Write Spark DataFrame to Snowflake table

By using the write() method (which is DataFrameWriter object) of the DataFrame and using the below operations, you can write the Spark DataFrame to Snowflake table.

Use format() to specify the data source name either snowflake or net.snowflake.spark.snowflake

Use Option() to specify the above-discussed connection parameters like URL, account, username, password, database name, schema, role and more.

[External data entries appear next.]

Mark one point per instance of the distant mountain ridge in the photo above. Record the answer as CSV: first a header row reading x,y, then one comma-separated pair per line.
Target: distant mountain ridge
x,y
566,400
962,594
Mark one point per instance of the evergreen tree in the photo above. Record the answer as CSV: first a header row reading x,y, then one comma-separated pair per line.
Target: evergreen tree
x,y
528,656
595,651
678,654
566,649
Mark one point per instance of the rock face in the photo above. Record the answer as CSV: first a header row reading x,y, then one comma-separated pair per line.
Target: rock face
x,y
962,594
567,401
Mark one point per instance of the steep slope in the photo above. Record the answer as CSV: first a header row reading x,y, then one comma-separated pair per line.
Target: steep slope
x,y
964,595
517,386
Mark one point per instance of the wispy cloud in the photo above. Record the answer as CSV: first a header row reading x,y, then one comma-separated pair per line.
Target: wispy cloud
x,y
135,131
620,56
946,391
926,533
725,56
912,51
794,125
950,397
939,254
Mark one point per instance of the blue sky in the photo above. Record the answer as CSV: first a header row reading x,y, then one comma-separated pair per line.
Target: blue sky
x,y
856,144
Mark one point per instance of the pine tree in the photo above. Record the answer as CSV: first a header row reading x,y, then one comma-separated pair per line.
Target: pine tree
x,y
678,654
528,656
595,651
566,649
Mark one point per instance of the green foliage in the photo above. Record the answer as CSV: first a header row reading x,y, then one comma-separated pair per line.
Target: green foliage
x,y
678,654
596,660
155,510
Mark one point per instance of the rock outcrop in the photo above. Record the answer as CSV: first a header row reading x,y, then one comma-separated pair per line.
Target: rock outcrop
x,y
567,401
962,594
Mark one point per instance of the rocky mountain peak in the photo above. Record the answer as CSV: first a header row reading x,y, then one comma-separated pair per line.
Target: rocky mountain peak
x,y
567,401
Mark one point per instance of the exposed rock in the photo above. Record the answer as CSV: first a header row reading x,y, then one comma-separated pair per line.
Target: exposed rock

Use dbtable option to specify the Snowflake table name you wanted to write to

Use mode() to specify if you wanted to overwrite, append, or ignore if the file already present.


  var sfOptions = Map(
    "sfURL" -> "https://oea82.us-east-1.snowflakecomputing.com/",
    "sfAccount" -> "oea82",
    "sfUser" -> "user",
    "sfPassword" -> "####################",
    "sfDatabase" -> "EMP",
    "sfSchema" -> "PUBLIC",
    "sfRole" -> "ACCOUNTADMIN"
  )

  df.write
    .format("snowflake")
    .options(sfOptions)
    .option("dbtable", "EMPLOYEE")
    .mode(SaveMode.Overwrite)
    .save()

}

When column names are different

When your column names do not match between Spark DataFrame schema and Snowflake table-use <strong>columnmap</strong> options with a parameter as a single string literal.


.option("columnmap", "Map(col_2 -> col_b, col_3 -> col_a)")

Saving Modes

Spark DataFrameWriter provides method mode() to specify SaveMode; the argument to this method either takes below string or a constant from SaveMode class.

overwrite – mode is used to overwrite the existing file, alternatively, you can use SaveMode.Overwrite.

append – To add the data to the existing file, alternatively, you can use SaveMode.Append.

ignore – Ignores write operation when the file already exists, alternatively you can use SaveMode.Ignore.

errorifexists or error – This is a default option when the file already exists, it returns an error, alternatively, you can use SaveMode.ErrorIfExists.